En ce qui concerne la «vie russe» de Gosha Rubchinsky, la collection, dont certains éléments sont devenus une collaboration avec adidas, est un mélange de divers codes et références. Les principales sont des images liées à la vie de quasi-football: un fan, un policier, un gardien de but. En collaboration avec adidas, le créateur a présenté des baskets, des maillots de football cyrilliques, des pulls molletonnés, des foulards caractéristiques, etc. Les modèles de la ligne commune seront disponibles dans 133 magasins à travers le monde, y compris Dover Street Market et sur les sites appartenant directement à Comme des Garçons. En Russie, la collection n'apparaîtra pas dans adidas, mais dans les concept stores où Gosha Rubchinsky a été vendu bien avant cela: SVMoscow et Kuznetsky Most 20, Wood Wood et Au Pont Rouge. Selon Adidas, trois collectes sont prévues. Bien sûr, en Russie, la notoriété de la marque était accompagnée non seulement par la reconnaissance, mais aussi par le grand nombre de mèmes associés à la personnalité du créateur lui-même et à ses collections. Les principales affirmations des ennemis des réseaux sociaux s’inscrivent généralement dans les mots "commerce", "laideur" et "gopnichestvo".
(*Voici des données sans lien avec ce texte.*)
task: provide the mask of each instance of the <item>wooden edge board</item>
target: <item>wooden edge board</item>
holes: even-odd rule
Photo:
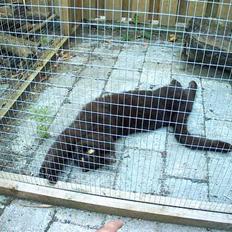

Rubchinsky n’est pas le premier à tenter d’emballer d’une manière moderne une légende russe concentrée et de séduire le monde entier. Après tout, la "russité" canonique, des citations sans fin, jusqu’au style littéral à la russe, existent dans un contexte à la mode depuis la naissance même de l’industrie. Et pourtant, ces derniers temps, un souvenir russe a cessé d'être apprécié dans les endroits où une nouvelle déclaration est maintenant requise. C'est Rubchinsky avec son équipe qui, pour la première fois depuis longtemps, a mis au point un nouvel ensemble de techniques et de codes. Prenant le style de la rue, tous les jours, et non le devant de l'uniforme de la ville, ils formaient une garde-robe de base sur laquelle étaient nés à la fois un style moderne et de nouvelles silhouettes.

Un tel travail minutieux avec le contexte actuel est devenu très demandé dans le monde du "là-bas" et, pour les mêmes raisons, provoque le rejet de nombreuses personnes "ici". Chaque projet artistique de Rubchinsky, qu'il s'agisse d'une collection, d'un projet de photo, d'un livre ou d'une exposition passée, est si reconnaissable par le public russe qu'il n'est tout simplement pas toujours prêt à l'identifier. Une vision stricte et équilibrée de la réalité environnante peut sembler être un blasphème pour quelqu'un, comme si le designer, sans sentiment supplémentaire, désassemble la garde-robe d'un grand-père en tables de chevet, au lieu de la recouvrir de vernis. Mais l'artiste a le droit de ne pas penser à des sentiments insultants à l'ère du postmodernisme.